Sempre diffidente, il giovane lo guardò. Il
maestro alzò la voce e gli disse:
“E inoltre, chi sei tu per introdurti nella
dimora di un maestro ed esigere da lui un prodigio? Che hai fatto per meritare
simile dono?”
L’altro replicò, tremando:
“So bene che non ho fatto nulla. Ti chiedo,
in nome dei molti anni in cui studierò alla tua ombra, di lasciarmi vedere la
cenere e poi la rosa. Non ti chiederò altro. Crederò alla testimonianza dei
miei occhi.”
Bruscamente, afferrò la rosa rossa che
Paracelso aveva lasciato sul leggìo e la gettò tra le fiamme. Il colore si
perse e rimase solo un po’ di cenere. Per un istante infinito egli attese le
parole e il miracolo.
Paracelso era rimasto impassibile. Disse con
strana semplicità:
“Tutti i medici e tutti gli speziali di
Basilea affermano che io sono un mistificatore. Forse essi sono nel vero. Qui
riposa la cenere che fu rosa e che non lo sarà.”

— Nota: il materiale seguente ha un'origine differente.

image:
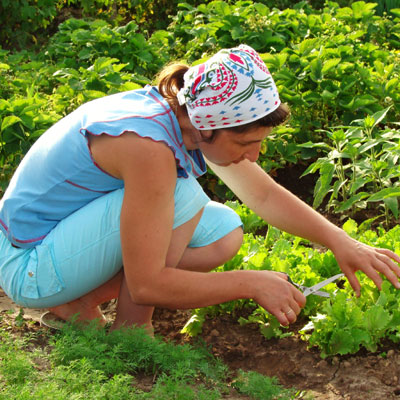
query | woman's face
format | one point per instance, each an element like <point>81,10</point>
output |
<point>230,147</point>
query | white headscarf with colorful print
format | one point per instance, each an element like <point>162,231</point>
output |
<point>232,88</point>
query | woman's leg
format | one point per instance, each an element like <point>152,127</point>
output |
<point>214,235</point>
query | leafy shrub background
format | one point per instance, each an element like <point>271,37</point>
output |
<point>333,65</point>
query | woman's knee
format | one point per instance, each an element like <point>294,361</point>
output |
<point>228,246</point>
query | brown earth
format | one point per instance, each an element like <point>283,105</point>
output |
<point>363,376</point>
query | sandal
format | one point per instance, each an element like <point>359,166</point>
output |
<point>51,321</point>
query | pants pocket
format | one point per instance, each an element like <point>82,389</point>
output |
<point>40,275</point>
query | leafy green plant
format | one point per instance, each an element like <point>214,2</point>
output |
<point>79,43</point>
<point>22,19</point>
<point>346,324</point>
<point>261,387</point>
<point>360,167</point>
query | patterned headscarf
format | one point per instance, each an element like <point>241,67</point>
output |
<point>232,88</point>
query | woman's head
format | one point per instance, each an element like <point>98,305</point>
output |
<point>233,89</point>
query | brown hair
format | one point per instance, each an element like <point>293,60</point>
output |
<point>170,81</point>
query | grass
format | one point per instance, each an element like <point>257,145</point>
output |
<point>92,364</point>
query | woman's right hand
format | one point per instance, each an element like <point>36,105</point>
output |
<point>278,296</point>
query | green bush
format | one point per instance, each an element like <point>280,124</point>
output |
<point>20,20</point>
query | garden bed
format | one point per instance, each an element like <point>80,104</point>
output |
<point>361,376</point>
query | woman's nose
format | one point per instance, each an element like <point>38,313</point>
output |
<point>253,153</point>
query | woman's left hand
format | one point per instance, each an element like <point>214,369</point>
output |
<point>353,256</point>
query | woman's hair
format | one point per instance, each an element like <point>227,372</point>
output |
<point>170,81</point>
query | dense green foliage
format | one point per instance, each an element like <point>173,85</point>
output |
<point>336,65</point>
<point>340,325</point>
<point>92,364</point>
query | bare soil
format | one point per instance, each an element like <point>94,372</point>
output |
<point>363,376</point>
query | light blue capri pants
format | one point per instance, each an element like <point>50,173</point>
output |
<point>84,250</point>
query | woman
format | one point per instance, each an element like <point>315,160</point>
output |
<point>106,203</point>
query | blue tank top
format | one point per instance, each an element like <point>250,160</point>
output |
<point>58,174</point>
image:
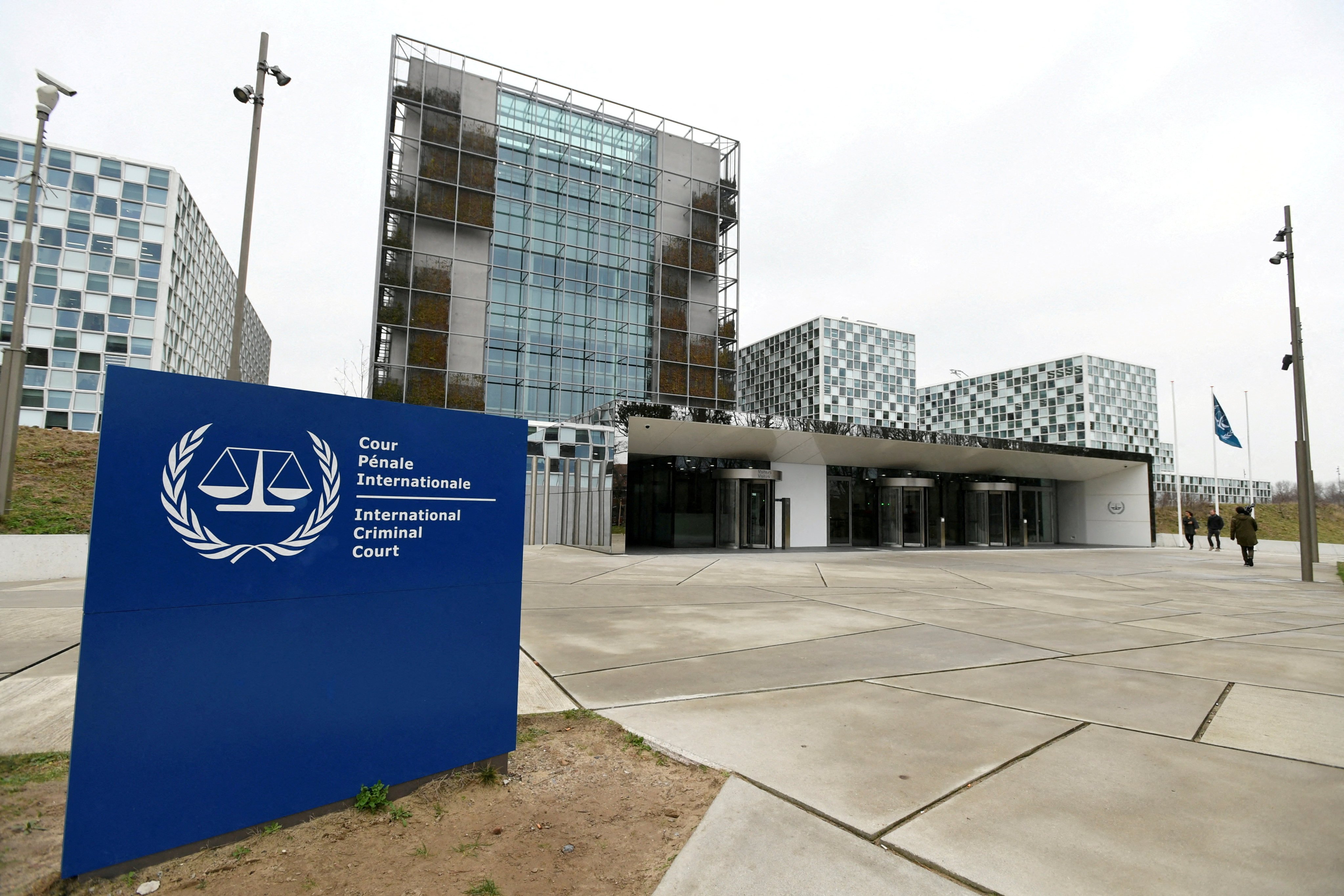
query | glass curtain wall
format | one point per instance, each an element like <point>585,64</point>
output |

Il giovane si sentì pieno di vergogna.
Paracelso era un ciarlatano o un semplice visionario, e lui, un intruso, aveva
varcato la sua porta e ora lo costringeva a confessare che le sue famose arti
magiche erano vane.
Si inginocchiò, e disse:
“Ho agito imperdonabilmente. Mi è mancata la
fede che il Signore esigeva dai credenti. Lasciami ancora guardare la cenere.
Tornerò quando sarò più forte e sarò tuo discepolo e in fondo al cammino vedrò
la rosa.”
Parlava con passione autentica, ma quella
passione era la pietà che gli ispirava il vecchio maestro, tanto venerato,
tanto attaccato, tanto insigne e perciò tanto vuoto. Chi era lui, Johannes
Grisebach, per scoprire con mano sacrilega che dietro la maschera non c’era
nessuno?
Lasciare le monete d’oro sarebbe stata
un’elemosina. Le riprese uscendo.
Paracelso l’accompagnò ai piedi della scala e
gli disse che sarebbe sempre stato il benvenuto.
Entrambi sapevano che non si sarebbero
rivisti mai più.
Paracelso rimase solo. Prima di spegnere la
lanterna e di sedersi nella poltrona consunta, raccolse nell’incavo della mano
il piccolo pugno di cenere e disse una parola a bassa voce. La rosa risorse.